National Review’s editors make sense in cautioning Rick Santorum to watch his mouth. Excerpt: But the press has not had to invent controversial remarks by Santorum, who has supplied them himself. He has said that Satan is undermining America, in part by corrupting mainline Protestantism; that liberal versions of Christianity are distortions of the creed; […]

National Review’s editors make sense in cautioning Rick Santorum to watch his mouth. Excerpt:

But the press has not had to invent controversial remarks by Santorum, who has supplied them himself. He has said that Satan is undermining America, in part by corrupting mainline Protestantism; that liberal versions of Christianity are distortions of the creed; that as president he would speak out against birth control, and that states should be free to prohibit it; and that John McCain “doesn’t have any” religious views.

Some of his comments are indefensible, and even some of Santorum’s defensible assertions would have been better left to someone else — someone not seeking the presidency — to say. Santorum’s remarks about Senator McCain were unwise and uncharitable. Nor do we need political leaders to share their theological judgments about the various denominations that call themselves Christian. There is no good reason for a prospective president to pledge to lecture Americans about contraception.

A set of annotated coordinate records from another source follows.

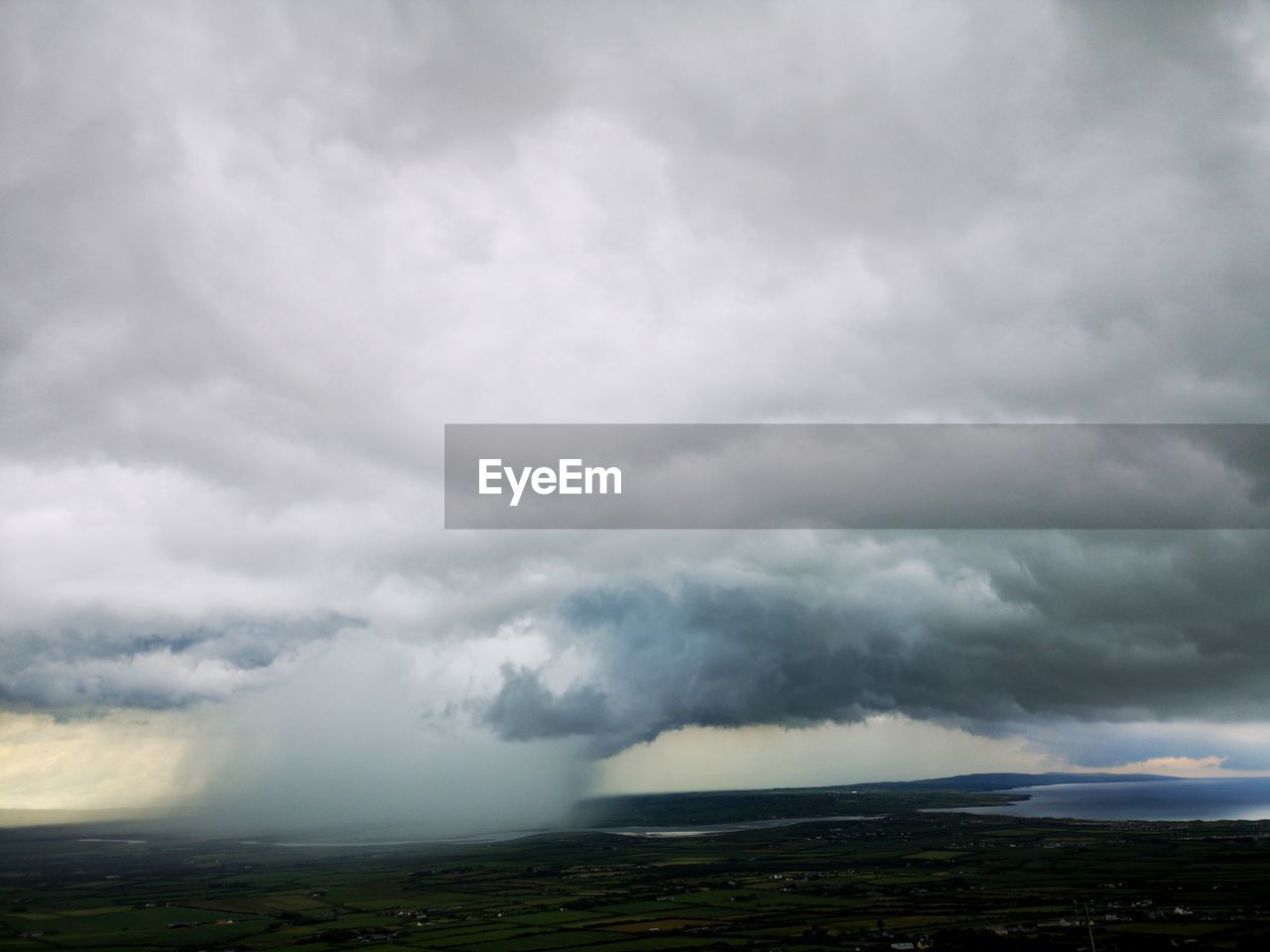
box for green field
[0,801,1270,952]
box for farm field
[0,810,1270,952]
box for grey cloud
[484,534,1270,754]
[485,666,612,740]
[0,1,1270,802]
[0,617,361,713]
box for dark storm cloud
[0,1,1270,781]
[490,534,1270,754]
[0,617,359,713]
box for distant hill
[834,772,1183,793]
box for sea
[957,776,1270,820]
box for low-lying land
[0,793,1270,952]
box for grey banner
[445,424,1270,530]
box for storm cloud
[0,0,1270,822]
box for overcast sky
[0,0,1270,826]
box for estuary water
[957,776,1270,820]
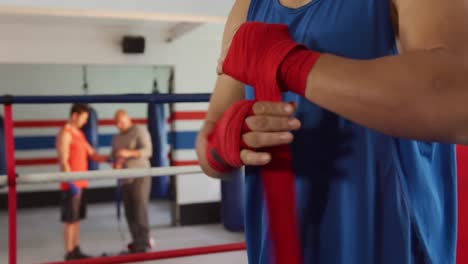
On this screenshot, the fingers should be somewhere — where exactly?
[245,115,301,132]
[242,132,293,149]
[240,149,271,166]
[252,101,296,116]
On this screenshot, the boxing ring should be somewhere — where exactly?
[0,94,245,264]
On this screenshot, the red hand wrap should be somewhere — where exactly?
[223,22,318,264]
[206,100,254,173]
[223,22,320,100]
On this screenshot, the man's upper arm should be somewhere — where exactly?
[393,0,468,52]
[55,130,71,163]
[137,127,153,158]
[206,0,250,122]
[85,141,96,157]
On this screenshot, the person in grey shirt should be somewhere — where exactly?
[112,110,152,253]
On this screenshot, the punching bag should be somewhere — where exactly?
[148,100,169,198]
[81,108,99,170]
[221,170,245,232]
[0,116,6,182]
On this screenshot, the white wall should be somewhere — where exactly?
[0,21,223,206]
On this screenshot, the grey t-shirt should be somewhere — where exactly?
[112,125,153,168]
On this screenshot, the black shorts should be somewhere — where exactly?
[61,189,87,223]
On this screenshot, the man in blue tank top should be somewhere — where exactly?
[197,0,468,264]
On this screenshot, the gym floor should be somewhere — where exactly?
[0,201,247,264]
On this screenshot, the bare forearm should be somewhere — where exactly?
[91,152,109,162]
[306,49,468,143]
[60,162,71,172]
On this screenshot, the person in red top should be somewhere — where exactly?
[56,104,108,260]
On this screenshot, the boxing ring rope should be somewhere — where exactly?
[16,166,202,184]
[0,94,245,264]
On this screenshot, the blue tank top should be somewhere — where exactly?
[245,0,457,264]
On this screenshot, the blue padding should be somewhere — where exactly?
[15,131,198,150]
[15,136,55,150]
[0,116,6,175]
[81,108,99,170]
[148,103,169,198]
[221,170,245,232]
[0,94,210,104]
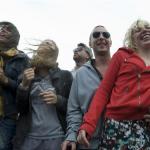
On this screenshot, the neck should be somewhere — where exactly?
[95,53,111,67]
[75,59,87,69]
[95,53,111,77]
[36,68,49,77]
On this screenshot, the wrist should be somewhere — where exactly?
[19,82,29,90]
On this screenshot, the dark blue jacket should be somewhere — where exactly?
[1,52,29,116]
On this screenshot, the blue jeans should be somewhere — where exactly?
[0,118,16,150]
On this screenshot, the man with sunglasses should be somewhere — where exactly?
[62,26,112,150]
[72,43,93,76]
[0,21,29,150]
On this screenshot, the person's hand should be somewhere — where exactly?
[144,107,150,123]
[61,140,76,150]
[40,90,57,104]
[77,130,90,148]
[21,68,35,88]
[0,67,8,84]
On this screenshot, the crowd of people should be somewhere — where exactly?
[0,19,150,150]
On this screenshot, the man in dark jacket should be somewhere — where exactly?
[0,22,28,150]
[14,40,72,150]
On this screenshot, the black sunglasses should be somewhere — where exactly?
[92,32,110,39]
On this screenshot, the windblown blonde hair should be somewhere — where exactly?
[123,19,150,51]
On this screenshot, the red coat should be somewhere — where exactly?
[80,48,150,136]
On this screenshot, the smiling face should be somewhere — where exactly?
[132,21,150,50]
[73,46,90,62]
[89,26,112,53]
[31,40,58,68]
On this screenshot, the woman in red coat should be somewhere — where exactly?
[78,20,150,150]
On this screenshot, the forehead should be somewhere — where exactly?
[93,26,107,32]
[132,20,150,29]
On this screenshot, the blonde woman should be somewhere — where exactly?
[78,20,150,150]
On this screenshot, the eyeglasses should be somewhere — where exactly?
[0,25,10,32]
[92,32,110,39]
[73,47,83,53]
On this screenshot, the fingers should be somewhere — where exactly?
[62,141,76,150]
[61,141,69,150]
[77,130,90,147]
[24,68,35,80]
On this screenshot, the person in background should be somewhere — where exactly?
[72,43,93,76]
[0,21,29,150]
[78,20,150,150]
[62,25,112,150]
[14,39,72,150]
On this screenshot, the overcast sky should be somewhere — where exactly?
[0,0,150,70]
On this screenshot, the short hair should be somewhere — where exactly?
[123,19,150,50]
[0,21,20,47]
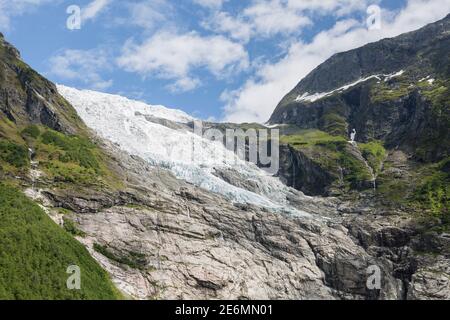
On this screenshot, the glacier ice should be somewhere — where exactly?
[57,85,308,216]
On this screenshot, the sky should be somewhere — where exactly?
[0,0,450,123]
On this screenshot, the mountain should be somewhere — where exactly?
[0,22,450,299]
[269,15,450,215]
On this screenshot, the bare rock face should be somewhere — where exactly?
[33,144,403,299]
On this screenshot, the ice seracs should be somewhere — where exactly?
[58,85,307,215]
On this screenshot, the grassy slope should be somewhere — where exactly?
[0,184,120,299]
[0,40,122,299]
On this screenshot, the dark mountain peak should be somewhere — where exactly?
[0,35,85,134]
[0,32,20,59]
[269,16,450,162]
[271,15,450,117]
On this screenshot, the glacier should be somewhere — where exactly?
[57,85,310,216]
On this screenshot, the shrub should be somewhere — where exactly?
[0,140,29,168]
[0,184,120,300]
[22,124,41,139]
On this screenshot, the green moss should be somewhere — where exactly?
[370,76,415,103]
[63,217,86,238]
[339,149,372,187]
[280,129,346,149]
[0,139,29,169]
[0,184,120,300]
[358,141,386,175]
[42,130,100,171]
[414,158,450,222]
[22,125,41,139]
[94,243,147,269]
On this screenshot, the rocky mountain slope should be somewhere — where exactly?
[269,15,450,219]
[0,21,450,299]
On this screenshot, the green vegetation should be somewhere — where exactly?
[281,129,375,188]
[63,217,86,238]
[281,129,346,148]
[22,124,41,139]
[320,105,348,136]
[94,243,147,269]
[358,141,386,175]
[413,158,450,227]
[0,139,29,169]
[370,76,415,103]
[0,184,121,300]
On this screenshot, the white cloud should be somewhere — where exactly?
[192,0,228,9]
[81,0,112,21]
[222,0,450,122]
[0,0,51,30]
[202,0,311,42]
[49,49,113,90]
[127,0,173,29]
[202,0,374,42]
[117,31,249,91]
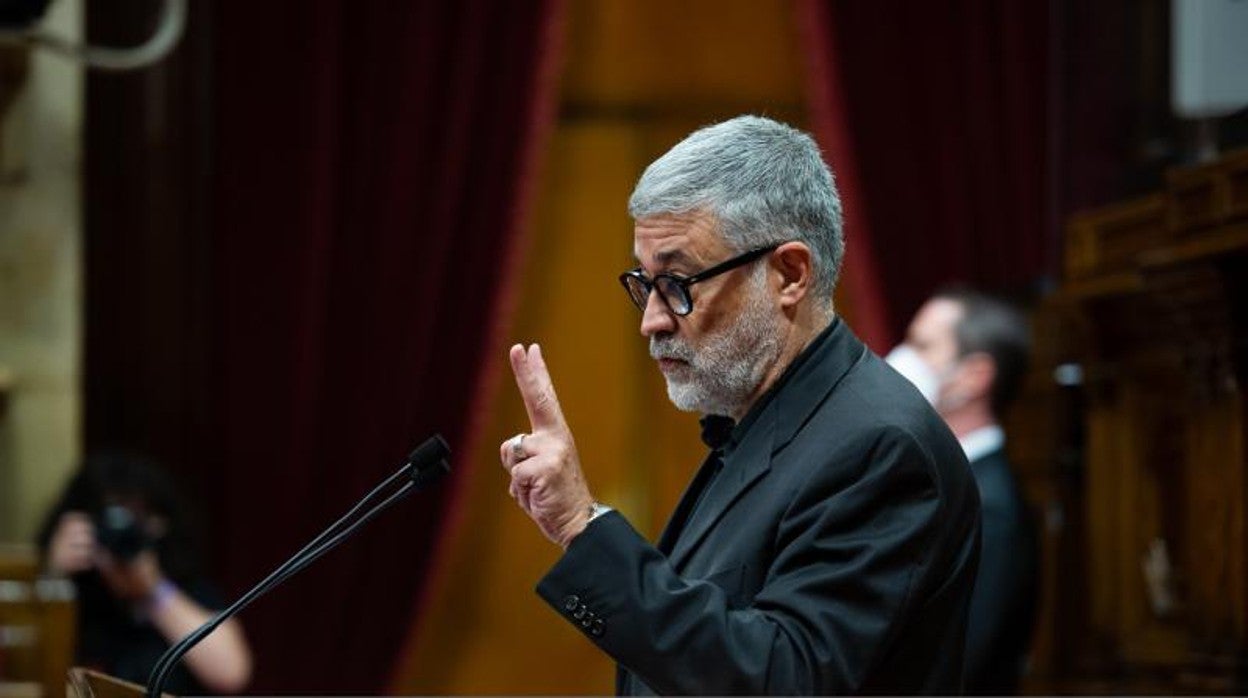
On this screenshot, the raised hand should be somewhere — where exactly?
[499,345,594,548]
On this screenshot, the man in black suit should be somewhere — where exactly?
[499,117,980,694]
[889,288,1040,696]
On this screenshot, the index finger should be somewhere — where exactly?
[510,345,567,432]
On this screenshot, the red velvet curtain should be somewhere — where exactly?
[86,0,563,694]
[797,0,1057,350]
[215,0,566,693]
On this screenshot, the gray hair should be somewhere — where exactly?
[628,116,845,307]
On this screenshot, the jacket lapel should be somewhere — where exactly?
[671,405,775,569]
[659,318,867,571]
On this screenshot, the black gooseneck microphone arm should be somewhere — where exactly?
[147,435,451,698]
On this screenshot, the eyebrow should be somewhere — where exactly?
[633,248,694,268]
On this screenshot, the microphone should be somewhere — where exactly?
[147,435,451,698]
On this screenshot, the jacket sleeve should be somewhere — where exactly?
[537,432,942,694]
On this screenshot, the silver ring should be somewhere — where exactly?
[512,432,529,461]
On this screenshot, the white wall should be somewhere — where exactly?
[0,0,82,541]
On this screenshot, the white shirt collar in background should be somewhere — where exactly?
[957,425,1006,463]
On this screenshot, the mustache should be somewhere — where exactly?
[650,336,694,362]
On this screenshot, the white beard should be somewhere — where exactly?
[650,275,781,416]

Social conservatives have an understandable and mostly laudable impulse to defend Santorum. He is one of us, he has fought for our causes, and he has the political scars to prove it. Santorum is not one of those Republicans about whom Richard Brookhiser once remarked, “In their hearts they know they’re wrong.” He seems serenely confident that with enough time he can change anyone’s mind on the issues. But he has not always shown that he knows how to pick his battles wisely, or that he understands that voters want a president with a suitably modest conception of a president’s proper role in national life.

This points to the thing that troubles me most about Rick Santorum: his temperament, and the cast of his mind. I think he’s dangerous on foreign policy, as I’ve said, though as a social conservative, I share many of his views. A truly conservative temperament, though, relies on innate prudence to resist ideology. This is something that eludes Santorum. It’s a fine, fuzzy line between having convictions and being an ideologue. Santorum doesn’t indicate that he knows where that line is, or that there even is a line.